Here’s Jordan Weissmann:
The blue line traces the consumer-spending trend in states where home prices fell the least, while the red line traces it in states where they fell the most. Each group contains about 20 percent of the U.S. population. And as you can see, the crash states are still well behind. . . .
Sufi and Mian have made the academic case that spending before the recession really was driven by the “wealth effect” of rising home prices. People saw their housing values rocket up, and felt richer. Often, they took out second mortgages to spend. When the market crashed, so too did their finances. It may sound like an intuitive point to some, but it’s a key part of understanding why the recovery has been so underwhelming. The difference between states that got the full brunt of the housing collapse and states that didn’t, as shown in this chart, suggests that its scars are still very much with us. And they probably will be for a long while. (emphasis added)
It’s important to distinguish between regional shocks and aggregate shocks. All parts of the US use the same type of money, and hence all are affected by the same monetary shocks.
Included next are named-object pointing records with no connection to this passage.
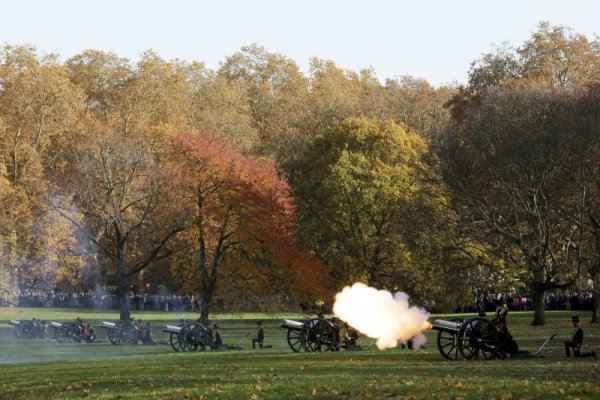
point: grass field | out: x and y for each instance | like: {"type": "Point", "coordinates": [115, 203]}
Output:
{"type": "Point", "coordinates": [45, 369]}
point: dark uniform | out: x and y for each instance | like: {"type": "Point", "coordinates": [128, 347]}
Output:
{"type": "Point", "coordinates": [217, 339]}
{"type": "Point", "coordinates": [576, 341]}
{"type": "Point", "coordinates": [260, 336]}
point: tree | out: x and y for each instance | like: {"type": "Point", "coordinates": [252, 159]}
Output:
{"type": "Point", "coordinates": [276, 92]}
{"type": "Point", "coordinates": [582, 168]}
{"type": "Point", "coordinates": [554, 55]}
{"type": "Point", "coordinates": [124, 209]}
{"type": "Point", "coordinates": [503, 161]}
{"type": "Point", "coordinates": [39, 113]}
{"type": "Point", "coordinates": [362, 207]}
{"type": "Point", "coordinates": [239, 212]}
{"type": "Point", "coordinates": [417, 105]}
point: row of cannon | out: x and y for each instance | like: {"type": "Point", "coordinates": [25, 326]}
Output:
{"type": "Point", "coordinates": [185, 337]}
{"type": "Point", "coordinates": [468, 339]}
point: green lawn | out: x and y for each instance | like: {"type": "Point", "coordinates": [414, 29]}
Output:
{"type": "Point", "coordinates": [49, 370]}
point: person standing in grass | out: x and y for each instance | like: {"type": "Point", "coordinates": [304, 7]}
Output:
{"type": "Point", "coordinates": [217, 339]}
{"type": "Point", "coordinates": [260, 336]}
{"type": "Point", "coordinates": [576, 340]}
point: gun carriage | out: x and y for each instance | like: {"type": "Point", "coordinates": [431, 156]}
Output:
{"type": "Point", "coordinates": [122, 332]}
{"type": "Point", "coordinates": [313, 335]}
{"type": "Point", "coordinates": [67, 332]}
{"type": "Point", "coordinates": [472, 339]}
{"type": "Point", "coordinates": [27, 329]}
{"type": "Point", "coordinates": [188, 337]}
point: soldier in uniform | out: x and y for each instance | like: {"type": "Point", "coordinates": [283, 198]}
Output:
{"type": "Point", "coordinates": [89, 333]}
{"type": "Point", "coordinates": [260, 336]}
{"type": "Point", "coordinates": [336, 332]}
{"type": "Point", "coordinates": [217, 340]}
{"type": "Point", "coordinates": [576, 340]}
{"type": "Point", "coordinates": [350, 336]}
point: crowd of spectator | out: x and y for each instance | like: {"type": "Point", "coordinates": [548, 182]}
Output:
{"type": "Point", "coordinates": [554, 300]}
{"type": "Point", "coordinates": [141, 301]}
{"type": "Point", "coordinates": [104, 300]}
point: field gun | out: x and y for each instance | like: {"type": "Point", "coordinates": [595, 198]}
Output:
{"type": "Point", "coordinates": [479, 338]}
{"type": "Point", "coordinates": [316, 334]}
{"type": "Point", "coordinates": [472, 338]}
{"type": "Point", "coordinates": [122, 332]}
{"type": "Point", "coordinates": [26, 329]}
{"type": "Point", "coordinates": [188, 337]}
{"type": "Point", "coordinates": [66, 332]}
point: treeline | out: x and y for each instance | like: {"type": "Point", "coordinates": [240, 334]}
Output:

On the other hand the relative performance of various regions is dependent on all sorts of real variables. The factors that cause some regions to do worse than other regions play absolutely no role in the slow growth in aggregate demand since 2008, which is 100% a monetary policy failure.
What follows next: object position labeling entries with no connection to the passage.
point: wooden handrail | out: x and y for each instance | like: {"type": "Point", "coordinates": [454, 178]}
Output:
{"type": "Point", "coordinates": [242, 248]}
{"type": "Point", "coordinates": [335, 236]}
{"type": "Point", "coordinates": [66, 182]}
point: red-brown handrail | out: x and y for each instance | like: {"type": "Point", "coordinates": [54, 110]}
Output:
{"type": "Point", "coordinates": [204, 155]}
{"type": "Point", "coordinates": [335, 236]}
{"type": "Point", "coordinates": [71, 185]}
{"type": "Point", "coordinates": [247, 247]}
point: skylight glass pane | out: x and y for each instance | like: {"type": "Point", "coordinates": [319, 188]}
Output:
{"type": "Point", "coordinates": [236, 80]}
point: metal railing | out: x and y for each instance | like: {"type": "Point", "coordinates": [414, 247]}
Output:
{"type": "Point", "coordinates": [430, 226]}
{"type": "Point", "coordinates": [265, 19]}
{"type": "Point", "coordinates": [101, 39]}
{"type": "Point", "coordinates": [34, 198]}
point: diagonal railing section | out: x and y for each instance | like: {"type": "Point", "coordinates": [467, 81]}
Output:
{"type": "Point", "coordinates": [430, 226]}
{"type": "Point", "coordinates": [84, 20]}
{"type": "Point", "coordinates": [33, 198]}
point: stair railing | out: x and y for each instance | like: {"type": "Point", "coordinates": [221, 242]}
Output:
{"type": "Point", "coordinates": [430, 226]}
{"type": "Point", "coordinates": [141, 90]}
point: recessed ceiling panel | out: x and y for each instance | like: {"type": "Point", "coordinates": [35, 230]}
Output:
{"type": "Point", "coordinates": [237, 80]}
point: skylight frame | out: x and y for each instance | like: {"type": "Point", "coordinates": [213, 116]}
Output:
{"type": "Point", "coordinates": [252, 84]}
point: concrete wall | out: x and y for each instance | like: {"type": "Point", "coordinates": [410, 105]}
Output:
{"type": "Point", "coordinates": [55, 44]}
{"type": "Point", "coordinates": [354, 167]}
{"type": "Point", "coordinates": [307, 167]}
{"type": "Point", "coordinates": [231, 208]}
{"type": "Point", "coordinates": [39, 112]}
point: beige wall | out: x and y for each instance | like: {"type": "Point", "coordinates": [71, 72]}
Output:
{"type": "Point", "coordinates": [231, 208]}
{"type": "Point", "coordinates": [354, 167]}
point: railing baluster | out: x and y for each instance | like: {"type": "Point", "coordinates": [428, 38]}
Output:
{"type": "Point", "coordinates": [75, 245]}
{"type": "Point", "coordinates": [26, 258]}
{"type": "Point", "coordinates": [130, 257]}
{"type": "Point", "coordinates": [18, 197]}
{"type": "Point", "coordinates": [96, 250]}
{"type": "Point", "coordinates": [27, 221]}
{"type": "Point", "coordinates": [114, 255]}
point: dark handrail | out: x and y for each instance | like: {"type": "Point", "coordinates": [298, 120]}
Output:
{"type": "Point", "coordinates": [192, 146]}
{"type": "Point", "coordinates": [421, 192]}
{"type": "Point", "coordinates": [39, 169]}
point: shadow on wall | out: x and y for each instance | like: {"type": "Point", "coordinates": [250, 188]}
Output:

The following analogy might be helpful. Imagine a lake where the water level is controlled by the operators of a dam. Also assume that the surface of the lake is very choppy, due to high winds. The factors that explain the peaks and troughs of each wave have nothing to do with the factors that explain the average level of water in the lake. In the same way, Federal Reserve policy determines the rate at which NGDP rises in the typical state, whereas local real factors explain why NGDP grows faster in some states than others.